There’s been tremendous momentum in recent years behind science, technology, engineering and math (STEM), and especially around bringing more girls into these traditionally male-dominated fields. The enthusiasm around STEM, and the need to bring underrepresented groups into the fold, reaches from classrooms across the country all the way to the White House. “One of the things that I really strongly believe in is that we need to have more girls interested in math, science and engineering,” said President Obama in 2013. “We’ve got half the population that is way underrepresented in those fields and that means that we’ve got a whole bunch of talent … not being encouraged the way they need to.”

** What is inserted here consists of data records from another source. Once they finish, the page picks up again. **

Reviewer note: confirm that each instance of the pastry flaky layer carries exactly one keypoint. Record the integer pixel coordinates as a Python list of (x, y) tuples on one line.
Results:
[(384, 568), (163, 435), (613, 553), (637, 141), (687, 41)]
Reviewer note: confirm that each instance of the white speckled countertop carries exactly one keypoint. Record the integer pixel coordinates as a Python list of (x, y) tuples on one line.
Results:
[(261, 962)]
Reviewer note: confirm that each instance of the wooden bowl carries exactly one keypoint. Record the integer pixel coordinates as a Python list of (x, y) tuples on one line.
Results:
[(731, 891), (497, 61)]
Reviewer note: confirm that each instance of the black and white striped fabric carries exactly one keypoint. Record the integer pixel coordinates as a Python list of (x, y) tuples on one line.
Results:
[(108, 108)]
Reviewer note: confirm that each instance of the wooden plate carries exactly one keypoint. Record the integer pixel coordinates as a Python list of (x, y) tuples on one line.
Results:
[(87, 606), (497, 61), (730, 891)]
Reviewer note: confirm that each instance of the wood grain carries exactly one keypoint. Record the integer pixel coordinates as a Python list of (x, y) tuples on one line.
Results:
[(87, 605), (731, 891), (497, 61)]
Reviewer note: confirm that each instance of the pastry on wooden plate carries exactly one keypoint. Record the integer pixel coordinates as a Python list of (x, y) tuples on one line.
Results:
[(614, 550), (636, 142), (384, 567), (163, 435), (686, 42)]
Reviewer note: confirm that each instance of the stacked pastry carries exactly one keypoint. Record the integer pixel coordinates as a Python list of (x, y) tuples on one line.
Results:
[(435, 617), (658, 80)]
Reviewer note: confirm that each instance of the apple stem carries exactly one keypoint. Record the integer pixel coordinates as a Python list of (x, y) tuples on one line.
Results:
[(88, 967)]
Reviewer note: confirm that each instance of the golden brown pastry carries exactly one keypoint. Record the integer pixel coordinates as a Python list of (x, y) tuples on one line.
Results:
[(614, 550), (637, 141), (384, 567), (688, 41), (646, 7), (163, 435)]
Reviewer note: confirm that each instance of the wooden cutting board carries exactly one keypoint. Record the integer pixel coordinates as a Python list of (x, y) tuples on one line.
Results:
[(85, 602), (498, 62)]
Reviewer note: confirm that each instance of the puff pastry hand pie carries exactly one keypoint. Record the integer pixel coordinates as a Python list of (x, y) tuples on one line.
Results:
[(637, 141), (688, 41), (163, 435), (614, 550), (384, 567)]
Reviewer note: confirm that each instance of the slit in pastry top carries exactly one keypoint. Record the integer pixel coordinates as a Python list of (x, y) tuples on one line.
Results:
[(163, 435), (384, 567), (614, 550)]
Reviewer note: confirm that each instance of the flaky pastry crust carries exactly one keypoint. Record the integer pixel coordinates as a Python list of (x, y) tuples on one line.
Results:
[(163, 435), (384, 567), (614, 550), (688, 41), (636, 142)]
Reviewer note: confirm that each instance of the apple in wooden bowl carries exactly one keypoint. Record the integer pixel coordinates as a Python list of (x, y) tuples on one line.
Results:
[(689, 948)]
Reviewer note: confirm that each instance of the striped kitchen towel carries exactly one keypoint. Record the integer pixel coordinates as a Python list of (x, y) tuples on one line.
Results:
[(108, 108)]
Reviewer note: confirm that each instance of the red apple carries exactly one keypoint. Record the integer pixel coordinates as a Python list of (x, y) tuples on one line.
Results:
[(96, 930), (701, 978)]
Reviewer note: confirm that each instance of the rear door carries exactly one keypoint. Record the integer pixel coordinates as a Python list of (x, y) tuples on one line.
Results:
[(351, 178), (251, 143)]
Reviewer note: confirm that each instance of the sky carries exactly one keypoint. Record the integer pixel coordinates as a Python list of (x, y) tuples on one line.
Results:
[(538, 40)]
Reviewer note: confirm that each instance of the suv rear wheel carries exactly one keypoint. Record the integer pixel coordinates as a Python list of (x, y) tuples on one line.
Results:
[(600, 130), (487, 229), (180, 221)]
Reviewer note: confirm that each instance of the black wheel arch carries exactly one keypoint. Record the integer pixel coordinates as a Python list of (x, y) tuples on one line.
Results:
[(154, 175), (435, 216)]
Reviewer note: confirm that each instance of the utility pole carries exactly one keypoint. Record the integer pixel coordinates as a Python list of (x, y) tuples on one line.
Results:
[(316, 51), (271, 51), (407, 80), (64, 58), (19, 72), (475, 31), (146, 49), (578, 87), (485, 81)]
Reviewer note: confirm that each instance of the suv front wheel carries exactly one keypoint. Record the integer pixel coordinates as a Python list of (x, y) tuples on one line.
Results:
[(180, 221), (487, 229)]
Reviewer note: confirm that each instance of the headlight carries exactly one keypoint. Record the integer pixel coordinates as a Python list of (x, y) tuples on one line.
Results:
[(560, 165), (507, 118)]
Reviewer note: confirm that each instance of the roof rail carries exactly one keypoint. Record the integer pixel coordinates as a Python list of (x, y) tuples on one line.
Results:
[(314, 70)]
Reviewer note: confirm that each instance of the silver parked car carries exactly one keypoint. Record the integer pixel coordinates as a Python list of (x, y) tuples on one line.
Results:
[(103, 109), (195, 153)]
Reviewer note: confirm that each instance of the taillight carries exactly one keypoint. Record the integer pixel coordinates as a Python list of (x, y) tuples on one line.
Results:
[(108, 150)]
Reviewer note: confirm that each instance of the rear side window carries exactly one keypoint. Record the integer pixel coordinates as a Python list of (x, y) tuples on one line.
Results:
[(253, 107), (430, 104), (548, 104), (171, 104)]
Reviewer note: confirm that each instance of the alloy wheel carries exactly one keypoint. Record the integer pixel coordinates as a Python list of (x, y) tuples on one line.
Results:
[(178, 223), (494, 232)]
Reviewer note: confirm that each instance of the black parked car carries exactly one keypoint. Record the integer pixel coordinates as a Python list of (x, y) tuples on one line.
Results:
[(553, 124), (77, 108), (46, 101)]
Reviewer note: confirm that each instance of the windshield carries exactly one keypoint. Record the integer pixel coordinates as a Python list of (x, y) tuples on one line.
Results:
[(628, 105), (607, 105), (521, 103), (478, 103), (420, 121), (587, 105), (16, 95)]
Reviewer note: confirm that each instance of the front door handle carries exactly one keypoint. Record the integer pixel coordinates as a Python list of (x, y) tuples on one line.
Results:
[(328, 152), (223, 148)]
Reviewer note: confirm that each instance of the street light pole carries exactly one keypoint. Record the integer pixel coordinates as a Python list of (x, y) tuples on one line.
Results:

More recently, there’s been a push for STEAM education — that is, with an A added for arts. As Anna Feldman wrote last year in Slate, including arts doesn’t mean focusing less on science, technology, engineering and math. “It’s about sparking students’ imagination and helping students innovate through hands-on STEM projects. And perhaps most importantly, it’s about applying creative thinking and design skills to these STEM projects so that students can imagine a variety of ways to use STEM skills into adulthood.”
And there’s no better time than now. To start with, women are not benefiting as much as they should be from what, by all accounts, is a time of growth in STEAM fields. A U.S. News & World Report study last year found that despite increasing job opportunities, “multi-million dollar efforts by both the public and the private sectors have failed to close gender and racial gaps in STEM.” According to Girls Who Code, a nonprofit that supports and connects young female engineers, the biggest dropoff for girls in computer science happens between ages 13 and 17. As American students have fallen behind other countries in STEM subjects and the country has lost its competitive edge, the National Math and Science Initiative has declared a “STEM crisis.” And really, it’s no wonder, when for far too long, by failing to fully open up these fields to everyone, we’ve also failed to fully tap into our collective talent and ingenuity.
But there are other compelling reasons for doubling down on our commitment to STEAM education. When more women are represented in these fields, our whole society reaps the benefits. It’s about helping girls and women reach their full potential, and in doing so, helping our country do the same.
What we can all do — and what so many women are already doing — is open up the conversation about all the pioneering women in STEAM, the incredible impact they’re having around the world, and the many opportunities that already exist.
Our collective relationship with technology is yet another reason that we need more women in STEAM fields. Our current definition of success — and the unhealthy dependence on technology and always-on mentality that fuel it — was largely created by men. And pioneering women in STEAM professions are uniquely positioned to lead the way to changing the way we work and live so that we can be healthier, smarter, less stressed and more fulfilled.
Including the arts in this conversation is especially important because at the moment we’re drowning in data but starved for vision and wisdom. And as leaders in STEAM, women have a special ability to bring about the changes our world so desperately needs by creating tools that help us tap into our own wisdom and live healthier, more fulfilling lives. The world needs women to not just climb the ladder of success — a misguided definition of success, after all — but to chart a new path to success that includes well-being, wisdom, wonder and giving. Women need to lead the way to change our culture of burnout — both for their sake and also for the sake of successful men who desperately need a new model of success. And the still-very-macho world of STEM is a great place to start.